Here are some sample scenarios:
Do you own an interior design business? Office out of a warehouse you own, with furniture you've purchased for an eventual client's home (inventory)? Does your spouse stay at home with the kids? Get a piece of paper and add up the values of all of the assets in the business, and talk to your business partners or favorite employees about what you would like happen in the event of your death. Then consider the income you currently bring home, the current value of your mortgage and any other debt you hold, and the big goals you have for your kids. With those values written down, approach a trusted life insurance agent, or a better first step would be a fiduciary financial advisor like a CERTIFIED FINANCIAL PLANNER™.
Do you own a graphic design business? Your only "asset" is your laptop because you work from home? This situation is a little simpler in some ways. If you feel you don't need a succession plan for your business, then consider your income level, and what would be needed for your heirs after you pass away. For a very rough estimate, you can use the retirement "rule of thumb" of 4%. As referenced in the example above, if you make $100,000 per year, then a $2,500,000 policy should allow your spouse to pull 4% (or $100,000) safely over a long period of time. This is an oversimplification, so it still makes sense to speak to a professional.
Are you fresh out of college and researching life insurance articles? Did you read somewhere that you need to buy life insurance as a self-employed person? You can probably afford to wait. Life insurance exists to protect your loved ones, so it's up to you to what extent you wish to do that.
If you and your spouse both work, and make relatively similar incomes, and strive to live off of one income, you are a financial planner's dream. But seriously, this is a scenario where you might consider waiting on insurance as well. I can see people in the insurance agency pulling out their hair over this one, but if you and your spouse believe that one of you could do OK to provide for the family without the other's income, then why insure each other's lives? This is where I am. I believe if my husband passed away or vice versa, we could individually build a career to support a family. He feels the same way too, but we don't have kids yet. I don't think it's a bad idea to look into a $1 million term policy on each other. If Clay passed away I would be devastated - it would take a minimum of several months to get to the point where I could even look at work or adulting again. In that case, life insurance would be a major comfort in a terrifying and unexpected time.

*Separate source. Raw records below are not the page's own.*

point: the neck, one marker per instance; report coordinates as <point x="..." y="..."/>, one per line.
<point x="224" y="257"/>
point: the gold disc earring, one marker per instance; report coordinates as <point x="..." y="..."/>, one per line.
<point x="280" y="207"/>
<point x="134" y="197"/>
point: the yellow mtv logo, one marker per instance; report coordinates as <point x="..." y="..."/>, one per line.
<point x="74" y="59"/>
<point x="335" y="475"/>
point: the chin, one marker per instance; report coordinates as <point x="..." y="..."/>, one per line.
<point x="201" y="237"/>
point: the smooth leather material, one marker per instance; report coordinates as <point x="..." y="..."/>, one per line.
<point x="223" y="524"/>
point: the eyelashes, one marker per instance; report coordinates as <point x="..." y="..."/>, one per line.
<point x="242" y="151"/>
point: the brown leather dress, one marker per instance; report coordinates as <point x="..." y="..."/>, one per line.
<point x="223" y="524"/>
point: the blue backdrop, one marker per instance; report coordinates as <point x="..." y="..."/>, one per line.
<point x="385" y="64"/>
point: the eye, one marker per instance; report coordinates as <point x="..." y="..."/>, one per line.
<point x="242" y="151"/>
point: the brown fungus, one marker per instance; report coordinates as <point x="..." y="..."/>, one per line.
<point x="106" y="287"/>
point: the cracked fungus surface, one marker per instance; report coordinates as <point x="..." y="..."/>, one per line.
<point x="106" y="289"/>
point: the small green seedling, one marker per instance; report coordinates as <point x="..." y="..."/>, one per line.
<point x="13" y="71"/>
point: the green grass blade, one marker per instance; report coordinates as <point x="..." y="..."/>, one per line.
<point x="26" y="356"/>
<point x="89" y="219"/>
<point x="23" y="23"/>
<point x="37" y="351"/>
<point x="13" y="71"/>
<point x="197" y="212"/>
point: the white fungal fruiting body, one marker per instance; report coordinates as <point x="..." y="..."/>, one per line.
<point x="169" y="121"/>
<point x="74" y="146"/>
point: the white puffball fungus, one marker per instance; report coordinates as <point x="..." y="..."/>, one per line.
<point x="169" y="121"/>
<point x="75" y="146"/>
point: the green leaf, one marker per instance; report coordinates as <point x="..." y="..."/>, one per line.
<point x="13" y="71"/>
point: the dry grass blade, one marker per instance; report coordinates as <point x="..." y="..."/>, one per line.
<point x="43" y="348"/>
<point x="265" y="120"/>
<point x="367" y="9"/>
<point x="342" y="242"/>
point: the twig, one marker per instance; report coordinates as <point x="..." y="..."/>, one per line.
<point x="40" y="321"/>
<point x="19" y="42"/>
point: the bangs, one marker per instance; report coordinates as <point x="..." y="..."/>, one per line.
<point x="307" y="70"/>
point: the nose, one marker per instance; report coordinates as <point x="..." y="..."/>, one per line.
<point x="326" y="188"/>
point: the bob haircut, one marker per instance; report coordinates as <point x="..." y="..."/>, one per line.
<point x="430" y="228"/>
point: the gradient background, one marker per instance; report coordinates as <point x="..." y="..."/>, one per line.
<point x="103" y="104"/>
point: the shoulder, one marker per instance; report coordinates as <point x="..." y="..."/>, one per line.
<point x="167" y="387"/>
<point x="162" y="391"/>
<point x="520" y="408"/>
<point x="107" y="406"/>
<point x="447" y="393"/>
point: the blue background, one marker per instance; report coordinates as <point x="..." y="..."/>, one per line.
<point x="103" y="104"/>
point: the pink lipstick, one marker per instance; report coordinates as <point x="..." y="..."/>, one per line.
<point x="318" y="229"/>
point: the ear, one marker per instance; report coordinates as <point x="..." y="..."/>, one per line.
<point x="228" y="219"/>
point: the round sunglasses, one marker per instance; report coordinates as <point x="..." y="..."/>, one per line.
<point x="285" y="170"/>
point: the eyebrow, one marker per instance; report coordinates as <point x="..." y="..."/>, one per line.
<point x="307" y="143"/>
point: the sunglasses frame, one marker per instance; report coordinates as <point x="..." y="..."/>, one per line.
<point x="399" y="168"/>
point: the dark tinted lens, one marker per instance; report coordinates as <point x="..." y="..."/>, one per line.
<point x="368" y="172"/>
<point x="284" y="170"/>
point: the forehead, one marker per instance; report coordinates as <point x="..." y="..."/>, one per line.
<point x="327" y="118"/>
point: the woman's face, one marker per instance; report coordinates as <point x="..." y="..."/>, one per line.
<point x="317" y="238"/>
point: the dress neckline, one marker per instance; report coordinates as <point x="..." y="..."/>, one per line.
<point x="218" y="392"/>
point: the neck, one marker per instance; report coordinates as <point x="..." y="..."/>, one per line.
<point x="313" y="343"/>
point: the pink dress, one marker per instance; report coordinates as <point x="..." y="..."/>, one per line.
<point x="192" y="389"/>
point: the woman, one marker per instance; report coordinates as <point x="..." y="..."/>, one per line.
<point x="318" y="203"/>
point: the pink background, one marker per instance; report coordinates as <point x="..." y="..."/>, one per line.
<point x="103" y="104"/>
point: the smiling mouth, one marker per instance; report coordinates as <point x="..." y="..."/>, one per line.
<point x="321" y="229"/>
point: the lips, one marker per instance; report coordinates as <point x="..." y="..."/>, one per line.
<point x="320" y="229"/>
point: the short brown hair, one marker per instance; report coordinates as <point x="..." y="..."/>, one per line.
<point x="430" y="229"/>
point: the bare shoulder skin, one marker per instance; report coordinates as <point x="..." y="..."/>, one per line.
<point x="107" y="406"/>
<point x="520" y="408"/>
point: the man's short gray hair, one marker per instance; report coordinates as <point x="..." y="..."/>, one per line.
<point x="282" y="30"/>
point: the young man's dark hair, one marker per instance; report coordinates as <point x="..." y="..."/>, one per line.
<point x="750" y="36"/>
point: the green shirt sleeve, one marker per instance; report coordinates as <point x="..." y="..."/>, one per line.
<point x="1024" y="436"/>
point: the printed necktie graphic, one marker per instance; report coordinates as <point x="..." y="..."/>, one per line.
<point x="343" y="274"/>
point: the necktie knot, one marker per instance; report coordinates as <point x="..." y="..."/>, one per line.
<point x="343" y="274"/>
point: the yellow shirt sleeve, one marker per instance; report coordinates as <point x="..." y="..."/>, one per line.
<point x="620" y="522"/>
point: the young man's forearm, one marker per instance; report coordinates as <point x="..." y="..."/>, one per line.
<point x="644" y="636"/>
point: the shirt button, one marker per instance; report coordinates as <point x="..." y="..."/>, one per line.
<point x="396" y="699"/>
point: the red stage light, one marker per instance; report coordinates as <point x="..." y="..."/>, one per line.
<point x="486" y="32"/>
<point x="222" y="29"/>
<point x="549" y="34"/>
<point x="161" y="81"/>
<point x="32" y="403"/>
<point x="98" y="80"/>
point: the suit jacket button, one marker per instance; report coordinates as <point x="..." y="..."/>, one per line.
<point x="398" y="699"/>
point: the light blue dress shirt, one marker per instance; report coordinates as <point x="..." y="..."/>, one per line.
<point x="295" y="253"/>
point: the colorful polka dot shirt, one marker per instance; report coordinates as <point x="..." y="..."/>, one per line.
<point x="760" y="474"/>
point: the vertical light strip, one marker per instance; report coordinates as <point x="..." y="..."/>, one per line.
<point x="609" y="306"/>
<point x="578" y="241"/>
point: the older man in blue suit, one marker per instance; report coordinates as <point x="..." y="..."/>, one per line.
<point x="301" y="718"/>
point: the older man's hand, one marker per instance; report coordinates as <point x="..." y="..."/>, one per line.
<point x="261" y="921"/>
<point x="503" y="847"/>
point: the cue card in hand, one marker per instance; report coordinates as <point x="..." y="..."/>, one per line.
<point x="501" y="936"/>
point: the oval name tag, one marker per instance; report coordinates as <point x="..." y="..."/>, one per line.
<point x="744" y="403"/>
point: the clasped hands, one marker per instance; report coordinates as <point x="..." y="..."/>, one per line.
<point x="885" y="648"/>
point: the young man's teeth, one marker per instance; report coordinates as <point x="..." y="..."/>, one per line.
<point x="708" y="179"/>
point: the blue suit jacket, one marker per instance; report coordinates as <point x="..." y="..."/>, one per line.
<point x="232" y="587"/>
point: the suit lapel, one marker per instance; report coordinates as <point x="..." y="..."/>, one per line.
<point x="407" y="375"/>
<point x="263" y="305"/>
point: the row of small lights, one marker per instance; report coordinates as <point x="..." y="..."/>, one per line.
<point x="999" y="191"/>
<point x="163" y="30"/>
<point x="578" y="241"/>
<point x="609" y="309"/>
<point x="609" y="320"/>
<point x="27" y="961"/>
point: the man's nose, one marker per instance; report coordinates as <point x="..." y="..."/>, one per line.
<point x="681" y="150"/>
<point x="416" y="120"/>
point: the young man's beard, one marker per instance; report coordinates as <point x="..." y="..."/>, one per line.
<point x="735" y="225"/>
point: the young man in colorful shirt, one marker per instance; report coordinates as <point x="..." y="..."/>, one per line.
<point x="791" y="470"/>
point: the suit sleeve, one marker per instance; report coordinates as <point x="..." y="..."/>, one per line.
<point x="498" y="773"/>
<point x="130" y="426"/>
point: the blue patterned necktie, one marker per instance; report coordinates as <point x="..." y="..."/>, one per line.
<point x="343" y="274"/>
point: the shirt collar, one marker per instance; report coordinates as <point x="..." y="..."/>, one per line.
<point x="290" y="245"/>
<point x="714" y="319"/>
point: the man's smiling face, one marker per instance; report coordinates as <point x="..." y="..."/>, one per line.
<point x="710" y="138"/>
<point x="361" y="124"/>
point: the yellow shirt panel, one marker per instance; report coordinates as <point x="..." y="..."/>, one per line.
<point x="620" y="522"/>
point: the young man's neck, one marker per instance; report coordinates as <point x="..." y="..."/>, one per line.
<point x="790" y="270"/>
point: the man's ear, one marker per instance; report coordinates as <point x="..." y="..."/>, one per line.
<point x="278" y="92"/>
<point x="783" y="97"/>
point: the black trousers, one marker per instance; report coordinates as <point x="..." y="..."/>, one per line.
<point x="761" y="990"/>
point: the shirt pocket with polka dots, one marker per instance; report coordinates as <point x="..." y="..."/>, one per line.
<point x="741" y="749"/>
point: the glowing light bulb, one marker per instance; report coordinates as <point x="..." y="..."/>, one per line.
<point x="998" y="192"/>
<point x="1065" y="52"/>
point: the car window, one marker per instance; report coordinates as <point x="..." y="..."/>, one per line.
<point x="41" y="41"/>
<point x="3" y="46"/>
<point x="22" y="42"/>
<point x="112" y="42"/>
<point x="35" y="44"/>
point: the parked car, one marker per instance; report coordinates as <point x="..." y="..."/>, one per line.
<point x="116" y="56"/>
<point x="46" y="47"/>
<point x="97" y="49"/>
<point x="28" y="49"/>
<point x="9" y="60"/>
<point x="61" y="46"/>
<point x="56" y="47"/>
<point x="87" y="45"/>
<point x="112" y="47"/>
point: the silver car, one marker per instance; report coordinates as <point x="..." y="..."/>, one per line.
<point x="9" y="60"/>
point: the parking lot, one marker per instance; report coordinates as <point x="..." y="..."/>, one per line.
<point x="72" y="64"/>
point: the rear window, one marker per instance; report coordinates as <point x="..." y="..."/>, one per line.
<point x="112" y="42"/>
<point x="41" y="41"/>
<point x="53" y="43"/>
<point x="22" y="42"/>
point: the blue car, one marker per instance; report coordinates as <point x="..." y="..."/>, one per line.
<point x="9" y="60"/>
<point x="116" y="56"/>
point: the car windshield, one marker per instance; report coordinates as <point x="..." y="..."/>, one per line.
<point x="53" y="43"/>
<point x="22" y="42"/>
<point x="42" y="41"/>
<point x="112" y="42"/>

To end, I'll introduce a concept called Insurance Risk Tolerance. Each of us is different, and we all have different needs and wants. The concept of risk tolerance applies to many things in life like your investments, it reflects both your willingness, ability, and need to take risks. You can assess your life insurance needs dollar by dollar and try to pick the perfect amount, but maybe you just want more or less coverage. Some people desire more coverage "just to be safe," while others don't want to waste the money. I see clients that come in over-insured, but their "buddy" sold them the insurance so it's "OK." They refuse to cancel it because there is no way their buddy would lead them astray.
There are also a lot of good insurance agents out there who don't oversell. They can be hard to find, so I suggest asking as many questions as possible.
Is this term or permanent life insurance?
Why is this the best option for me?
How are you compensated for this policy?
Ask questions, talk to your loved ones, and decide what's right for you. My only wish and prayer is that you don't get oversold!